The glory boy of the Magellan Billet and Stephanie Nelle, its director. He’d heard the tales of commendations Malone refused, and how he could do little to no wrong. Ex-navy commander. Lawyer. Pilot. You name it, Malone could do it.

 

He’d even made a convincing witness against him.

 

And the admin board—empowered apparently to second-guess people in the field—heard the testimony of Malone and three others, then ruled that he had indeed acted recklessly.

 

He was summarily fired with a loss of all benefits.

 

Chris Combs had been his immediate supervisor. An assistant director soon to be, as Combs had privately boasted, a director. To be sure, Wyatt had verified that Combs was definitely next in line for promotion. He’d worked under Combs for five years, his own successes surely helping to fuel the other’s rise. Combs had repeatedly expressed his gratitude and told him that he’d need an assistant director. Twenty years of experience certainly qualified Wyatt. Moving up had always been in the back of his mind.

 

So the message had been clear.

 

We rise together.

 

But at the admin hearing, instead of backing him up, Combs sold him out, testifying that, in his opinion, a finding of recklessness was warranted.

 

Combs garnered his directorship.

 

Wyatt had been pink-slipped, spending the past eight years working contract jobs for various intelligence agencies in need of his experience but not his liability. They paid great, but were no substitute.

 

He wanted his career back.

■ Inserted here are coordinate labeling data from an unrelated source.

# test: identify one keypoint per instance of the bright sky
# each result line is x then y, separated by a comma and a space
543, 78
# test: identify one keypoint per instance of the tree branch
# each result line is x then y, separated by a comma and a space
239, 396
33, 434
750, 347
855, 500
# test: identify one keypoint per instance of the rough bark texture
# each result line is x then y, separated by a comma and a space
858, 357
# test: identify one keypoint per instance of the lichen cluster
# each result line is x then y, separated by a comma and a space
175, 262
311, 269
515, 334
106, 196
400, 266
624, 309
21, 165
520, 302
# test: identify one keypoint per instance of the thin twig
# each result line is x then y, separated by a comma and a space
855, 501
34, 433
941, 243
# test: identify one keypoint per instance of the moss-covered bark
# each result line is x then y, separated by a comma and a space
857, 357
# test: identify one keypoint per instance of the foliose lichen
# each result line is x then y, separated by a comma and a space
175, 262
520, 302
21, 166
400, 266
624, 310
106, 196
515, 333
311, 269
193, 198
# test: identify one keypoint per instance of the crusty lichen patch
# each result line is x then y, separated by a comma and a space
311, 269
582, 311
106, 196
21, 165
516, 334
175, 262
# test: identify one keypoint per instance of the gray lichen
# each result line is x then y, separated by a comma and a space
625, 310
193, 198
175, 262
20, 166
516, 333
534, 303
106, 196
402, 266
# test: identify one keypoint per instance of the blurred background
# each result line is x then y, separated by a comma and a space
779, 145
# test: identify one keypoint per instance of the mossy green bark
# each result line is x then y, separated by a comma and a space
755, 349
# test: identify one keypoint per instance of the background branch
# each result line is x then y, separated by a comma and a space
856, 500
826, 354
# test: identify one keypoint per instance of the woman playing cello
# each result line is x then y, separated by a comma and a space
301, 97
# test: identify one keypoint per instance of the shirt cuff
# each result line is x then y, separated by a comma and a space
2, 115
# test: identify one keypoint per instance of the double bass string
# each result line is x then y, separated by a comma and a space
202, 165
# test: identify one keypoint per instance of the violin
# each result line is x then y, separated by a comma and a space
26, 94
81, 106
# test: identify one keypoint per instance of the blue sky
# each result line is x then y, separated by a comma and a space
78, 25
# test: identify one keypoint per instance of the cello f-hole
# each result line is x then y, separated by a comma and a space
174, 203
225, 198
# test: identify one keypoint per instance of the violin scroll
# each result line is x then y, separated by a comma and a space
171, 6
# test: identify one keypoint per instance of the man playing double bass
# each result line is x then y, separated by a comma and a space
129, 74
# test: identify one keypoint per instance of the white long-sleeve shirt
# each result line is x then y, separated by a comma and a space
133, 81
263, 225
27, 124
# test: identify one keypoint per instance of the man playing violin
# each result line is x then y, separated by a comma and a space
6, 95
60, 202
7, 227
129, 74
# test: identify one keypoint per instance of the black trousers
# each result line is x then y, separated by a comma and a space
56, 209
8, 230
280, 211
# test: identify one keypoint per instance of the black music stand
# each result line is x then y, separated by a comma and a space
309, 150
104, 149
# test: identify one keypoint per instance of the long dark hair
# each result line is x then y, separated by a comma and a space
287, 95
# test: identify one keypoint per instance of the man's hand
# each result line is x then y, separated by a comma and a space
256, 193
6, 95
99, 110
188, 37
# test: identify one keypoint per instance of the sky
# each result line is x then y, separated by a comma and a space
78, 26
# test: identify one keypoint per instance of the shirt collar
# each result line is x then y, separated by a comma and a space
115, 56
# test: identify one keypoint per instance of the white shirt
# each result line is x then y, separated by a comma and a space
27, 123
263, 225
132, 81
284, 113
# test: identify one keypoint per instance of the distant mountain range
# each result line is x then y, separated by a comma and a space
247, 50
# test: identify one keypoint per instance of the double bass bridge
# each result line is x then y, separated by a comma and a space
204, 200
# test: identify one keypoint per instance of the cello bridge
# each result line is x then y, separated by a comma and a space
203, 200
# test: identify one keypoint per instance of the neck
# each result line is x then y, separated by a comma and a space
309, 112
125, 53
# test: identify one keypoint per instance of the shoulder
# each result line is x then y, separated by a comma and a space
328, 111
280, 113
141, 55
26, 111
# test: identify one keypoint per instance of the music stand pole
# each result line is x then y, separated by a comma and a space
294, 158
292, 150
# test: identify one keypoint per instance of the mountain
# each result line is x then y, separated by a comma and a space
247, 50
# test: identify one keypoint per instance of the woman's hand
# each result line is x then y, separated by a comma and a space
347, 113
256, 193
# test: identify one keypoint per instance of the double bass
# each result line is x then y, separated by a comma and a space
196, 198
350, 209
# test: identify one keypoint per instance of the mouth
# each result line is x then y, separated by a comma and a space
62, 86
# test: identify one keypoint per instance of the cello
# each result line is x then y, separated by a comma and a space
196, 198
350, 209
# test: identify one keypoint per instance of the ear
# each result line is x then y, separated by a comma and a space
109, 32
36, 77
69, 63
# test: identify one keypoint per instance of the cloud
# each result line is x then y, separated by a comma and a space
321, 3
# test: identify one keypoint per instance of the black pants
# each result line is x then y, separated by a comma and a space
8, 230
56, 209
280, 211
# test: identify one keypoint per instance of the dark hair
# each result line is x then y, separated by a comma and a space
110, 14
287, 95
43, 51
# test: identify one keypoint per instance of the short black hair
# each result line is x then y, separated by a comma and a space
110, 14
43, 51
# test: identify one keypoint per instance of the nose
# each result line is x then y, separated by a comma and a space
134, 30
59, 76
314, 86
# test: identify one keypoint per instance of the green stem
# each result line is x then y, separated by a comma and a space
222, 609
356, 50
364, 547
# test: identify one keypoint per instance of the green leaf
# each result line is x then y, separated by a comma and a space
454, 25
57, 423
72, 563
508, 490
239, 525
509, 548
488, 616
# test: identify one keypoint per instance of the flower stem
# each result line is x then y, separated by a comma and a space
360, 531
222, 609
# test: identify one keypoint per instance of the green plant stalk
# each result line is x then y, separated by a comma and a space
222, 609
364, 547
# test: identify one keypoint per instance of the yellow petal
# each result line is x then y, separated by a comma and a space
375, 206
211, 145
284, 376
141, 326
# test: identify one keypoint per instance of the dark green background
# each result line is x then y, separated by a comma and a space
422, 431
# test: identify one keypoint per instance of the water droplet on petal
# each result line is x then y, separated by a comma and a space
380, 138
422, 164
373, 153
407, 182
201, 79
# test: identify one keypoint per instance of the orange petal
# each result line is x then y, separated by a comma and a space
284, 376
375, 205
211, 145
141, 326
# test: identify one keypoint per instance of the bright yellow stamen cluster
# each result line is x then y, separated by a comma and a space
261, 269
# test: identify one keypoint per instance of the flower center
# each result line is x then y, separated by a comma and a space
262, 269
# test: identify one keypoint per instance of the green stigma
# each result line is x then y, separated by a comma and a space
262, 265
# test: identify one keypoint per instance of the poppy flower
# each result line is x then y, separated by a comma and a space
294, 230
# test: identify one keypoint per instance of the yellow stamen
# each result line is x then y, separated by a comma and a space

But that was gone.

 

Revenge?

 

Seemed that was all he had left.

 

And he’d been patient. Watching Combs. Waiting for the right moment.

 

Like now.

 

Combs had taken two weeks’ leave and flown alone to Chile. Doing something outside the agency.

 

What exactly? He actually wanted to know.

 

So while Combs enjoyed himself at the Ritz-Carlton, and before he killed the bastard, he decided to find out.

 

 

 

He slowed the rental car as he drove into Turingia. The tiny Chilean hamlet’s claim to fame was a popular thermal spring. Placards announced that asthma, bronchitis, digestive disorders, even dry skin could be cured—all of course for a price.

 

He navigated around a busy central plaza.

 

An ocher-colored church rose at one end, flanked by an arcade of shops, the quaintness stained only by gangly electric-wire poles. A residential section, west of town, looked more like the English countryside with timbered houses, angled roofs, and flowery trees. He knew about the old woman because a few days ago he’d followed Combs to her house. She lived amid a stand of tall araucaria, their puffy pine boughs stretching toward the sky. The house was a two-story structure longing for paint, its gabled tin roof thick with rust. Two horses grazed within an enclosure. He eased the car down a bumpy lane and parked near a fence trellised with morning glories.

 

The front door was answered by a birdlike woman with burnished gray-gold hair. Forked veins lined her spindly arms, and liver spots dotted her wrists. She appeared to be pushing seventy, but there was a spry look in her hazel eyes. When he introduced himself her eyebrows rose in apparent amusement and she threw him a smile that featured teeth like a jack-o’-lantern.

 

She invited him inside, her English laced with German. He sat on a settee upholstered in pink velveteen, while she reclined in an oversized chair draped with a flowered slipcover.

 

He learned her name was Isabel.

 

“And what is it you want?” she asked him.

 

“You had a visitor a few days ago.”

 

“Oh, yes. He was a lively one.”

 

“What did he want?”

 

She studied him with a calculating gaze, a tremor rocking her right eye. Her breaths came in low wheezes. Only the tick of a clock disturbed the tranquility.

 

“The same as you, apparently,” she said. “You seem like a lively one, too.”